The method has a number of variations in the type of structural constraints on C or R:

  • The C.constraint parameter constrains row vectors (row) or column vectors (col) of C to unit simplex (sum of vector elements equal to 1). The former option is able to fit a general matrix factorization with non-negative matrix C, but the latter imposes a specific structural constraint usually met in hyperspectral unmixing.
  • R.constraint parameter constrains matrix R to be non-negative (pos otherwise no).

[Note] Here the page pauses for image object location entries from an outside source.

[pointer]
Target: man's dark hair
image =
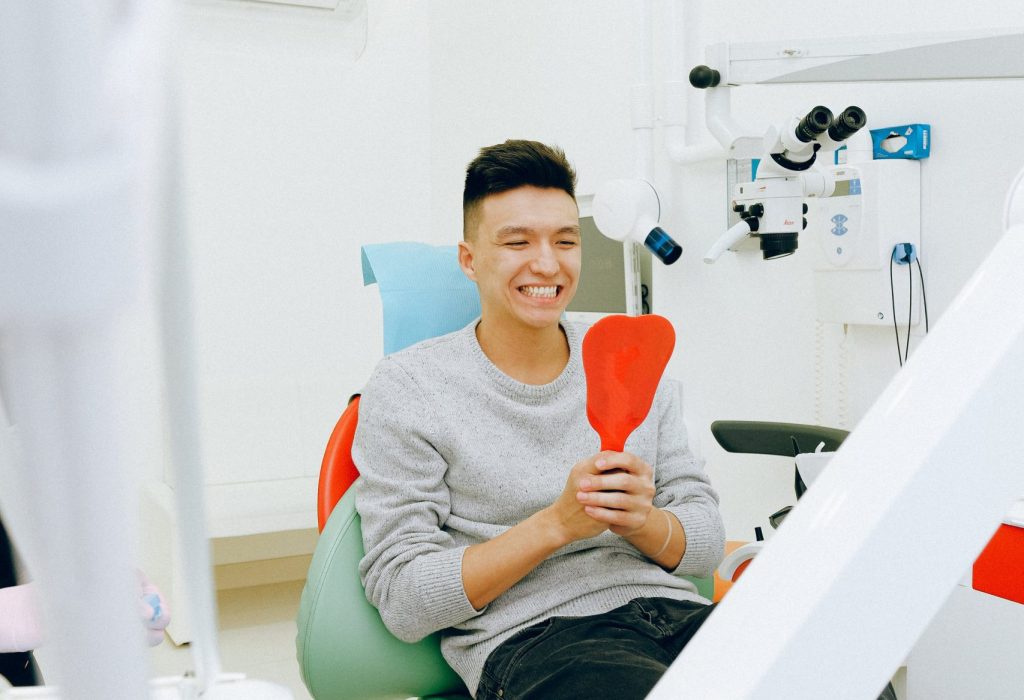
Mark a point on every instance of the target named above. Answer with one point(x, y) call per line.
point(510, 165)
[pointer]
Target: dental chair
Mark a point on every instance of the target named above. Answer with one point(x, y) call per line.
point(343, 648)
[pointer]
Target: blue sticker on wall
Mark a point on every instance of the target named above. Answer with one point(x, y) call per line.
point(839, 228)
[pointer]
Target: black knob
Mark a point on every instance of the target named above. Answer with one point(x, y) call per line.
point(704, 77)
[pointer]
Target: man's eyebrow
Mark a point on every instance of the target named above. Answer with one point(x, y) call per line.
point(512, 230)
point(508, 231)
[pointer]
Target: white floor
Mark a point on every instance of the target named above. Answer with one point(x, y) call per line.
point(257, 637)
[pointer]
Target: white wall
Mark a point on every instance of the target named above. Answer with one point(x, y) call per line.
point(295, 156)
point(294, 161)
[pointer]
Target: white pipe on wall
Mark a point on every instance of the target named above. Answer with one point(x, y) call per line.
point(681, 106)
point(642, 98)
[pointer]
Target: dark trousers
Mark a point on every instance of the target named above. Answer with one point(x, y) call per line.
point(619, 654)
point(18, 667)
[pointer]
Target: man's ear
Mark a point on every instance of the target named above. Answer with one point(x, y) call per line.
point(466, 260)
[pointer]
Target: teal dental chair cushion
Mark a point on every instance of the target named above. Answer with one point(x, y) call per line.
point(424, 293)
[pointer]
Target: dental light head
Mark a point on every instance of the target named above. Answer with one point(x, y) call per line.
point(629, 210)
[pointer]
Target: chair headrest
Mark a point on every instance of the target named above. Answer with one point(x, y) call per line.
point(424, 293)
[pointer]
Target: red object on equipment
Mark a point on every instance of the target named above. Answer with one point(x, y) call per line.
point(337, 470)
point(999, 569)
point(624, 358)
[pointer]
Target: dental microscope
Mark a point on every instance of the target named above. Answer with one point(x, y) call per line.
point(772, 207)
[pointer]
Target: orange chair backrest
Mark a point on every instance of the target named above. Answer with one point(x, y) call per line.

The objective function is nonconvex and thus alternating optimization does not guarantee to find a globally optimal solution. Additional parameters that affect convergence are:

  • Parameter wvol, which regulates weight of volume. Small values make the problem similar to standard NMF, while large values start collapsing eigenvalues of matrix E to zero. A carefully chosen wvol parameter is critical for good performance.
  • Initialization matrices: Initial matrices C, R and Q can be obtained using NMF optimization without volume term (default option, parameters do.nmf and iter.nmf) or initialized manually using C.init, R.init and Q.init.
  • Number of iterations. Beyond the overall number n.iter of iterations that alternate optimization of C, R and Q, the parameters vol.iter and c.iter regulate the number of iterations to update R and C at each alternating step respectively. These parameters control the convergence rate. Additionally, R.majorate controls the precision of the approximation of R at each iteration at the expense of time.